I might get 20 feet before I faceplanted. But these days, I imagine it would be more like 2 steps, if that. I can barely walk some days. And that’s an improvement from where I’ve been. I can look back on the days I have trouble moving around the house, remember when I needed help to walk to the restroom, and be grateful.
As comforting as the promises are, everyone seems to ignore the, “they that wait upon the LORD…” at the beginning of the verse. Waiting is never easy. I personally hate it. I’m one of the most impatient people you will ever meet. So why is waiting required?
God wants you to learn something. Over the past year, I’ve learned what it means to be comforted.

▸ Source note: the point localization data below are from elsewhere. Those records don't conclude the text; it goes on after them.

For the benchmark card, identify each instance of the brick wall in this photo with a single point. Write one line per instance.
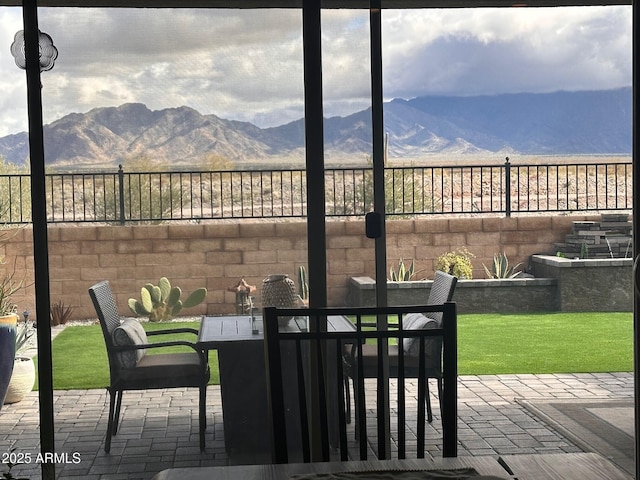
(217, 255)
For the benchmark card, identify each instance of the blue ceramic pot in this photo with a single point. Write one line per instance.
(7, 352)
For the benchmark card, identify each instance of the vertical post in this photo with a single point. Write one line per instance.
(450, 381)
(636, 230)
(377, 123)
(121, 193)
(316, 221)
(40, 240)
(507, 187)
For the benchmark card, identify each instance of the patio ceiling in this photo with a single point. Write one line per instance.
(404, 4)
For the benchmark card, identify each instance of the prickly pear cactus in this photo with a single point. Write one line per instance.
(162, 302)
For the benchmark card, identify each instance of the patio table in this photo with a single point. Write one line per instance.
(561, 466)
(239, 341)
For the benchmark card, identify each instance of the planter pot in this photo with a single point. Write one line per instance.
(279, 291)
(22, 380)
(7, 352)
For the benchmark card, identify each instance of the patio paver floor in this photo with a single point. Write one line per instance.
(159, 429)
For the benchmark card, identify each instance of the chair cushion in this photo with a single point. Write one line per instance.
(167, 370)
(418, 321)
(130, 332)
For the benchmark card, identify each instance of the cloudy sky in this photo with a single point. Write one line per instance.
(247, 65)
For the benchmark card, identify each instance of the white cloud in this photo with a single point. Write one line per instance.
(247, 65)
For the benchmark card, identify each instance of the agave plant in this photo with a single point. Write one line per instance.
(403, 274)
(500, 267)
(162, 302)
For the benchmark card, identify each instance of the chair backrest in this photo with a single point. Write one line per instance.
(317, 387)
(442, 290)
(107, 311)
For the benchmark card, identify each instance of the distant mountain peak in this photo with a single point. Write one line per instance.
(587, 122)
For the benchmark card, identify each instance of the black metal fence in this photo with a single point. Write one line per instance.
(122, 197)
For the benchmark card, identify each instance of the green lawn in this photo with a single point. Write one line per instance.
(487, 344)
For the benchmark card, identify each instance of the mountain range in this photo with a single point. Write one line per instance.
(559, 123)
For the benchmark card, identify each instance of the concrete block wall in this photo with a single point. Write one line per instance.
(217, 255)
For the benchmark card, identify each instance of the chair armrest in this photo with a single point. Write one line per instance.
(173, 330)
(176, 343)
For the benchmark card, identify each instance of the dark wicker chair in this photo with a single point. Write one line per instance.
(132, 369)
(441, 292)
(306, 389)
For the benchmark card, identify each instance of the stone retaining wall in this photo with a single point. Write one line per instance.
(217, 255)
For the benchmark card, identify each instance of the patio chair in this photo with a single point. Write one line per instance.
(306, 396)
(131, 368)
(442, 291)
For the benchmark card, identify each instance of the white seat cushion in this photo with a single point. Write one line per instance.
(418, 321)
(130, 332)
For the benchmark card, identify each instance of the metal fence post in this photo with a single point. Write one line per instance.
(507, 187)
(121, 192)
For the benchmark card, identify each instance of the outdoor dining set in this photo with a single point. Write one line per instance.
(317, 392)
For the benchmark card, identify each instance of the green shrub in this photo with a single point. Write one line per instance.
(457, 263)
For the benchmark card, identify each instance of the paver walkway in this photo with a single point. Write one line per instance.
(159, 429)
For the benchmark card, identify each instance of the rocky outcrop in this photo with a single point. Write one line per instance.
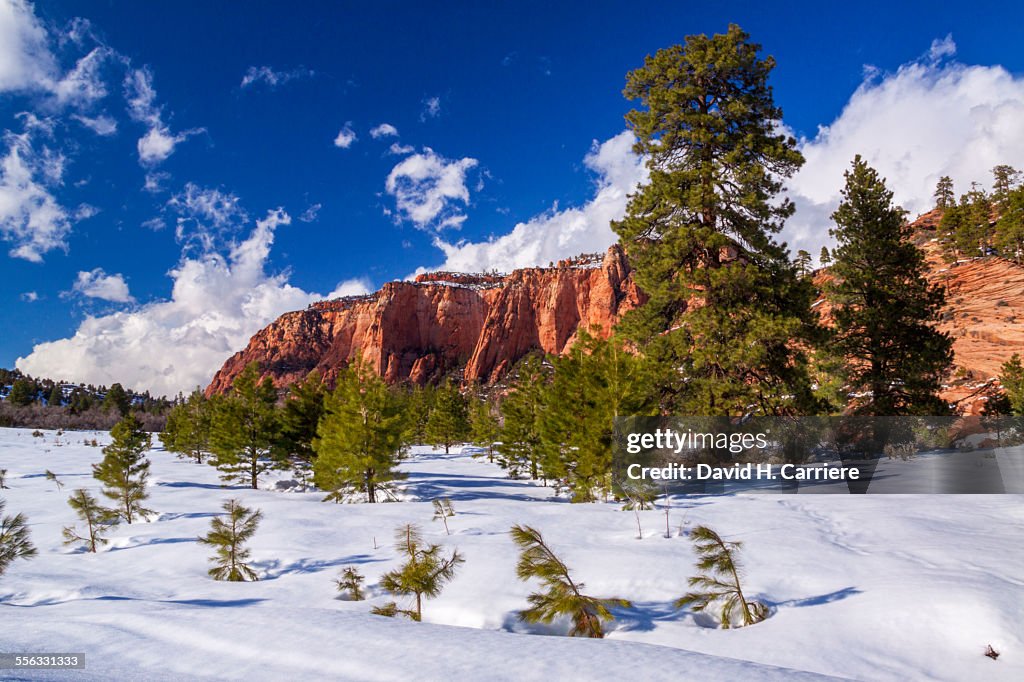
(420, 331)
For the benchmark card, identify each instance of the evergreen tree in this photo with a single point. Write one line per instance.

I’ve learned just how much Nikki means to me and how much I love her. I’ve seen her stand by me when it felt like the world was crushing in and I literally lay in bed at night wondering if I would see the next day. I’ve learned that sometimes my body needs rest. That pushing through the pain and fatigue isn’t always the best thing. And that sometimes, being strong means saying “no.”
What a foreign concept. But looking back, I wouldn’t trade what I’ve learned to get rid of all of the pain and fatigue I’ve experienced. So, I wait. And if my healing comes next month, next year, or when I walk down the streets of gold, I know that I’m safely sheltered in my Father’s arms.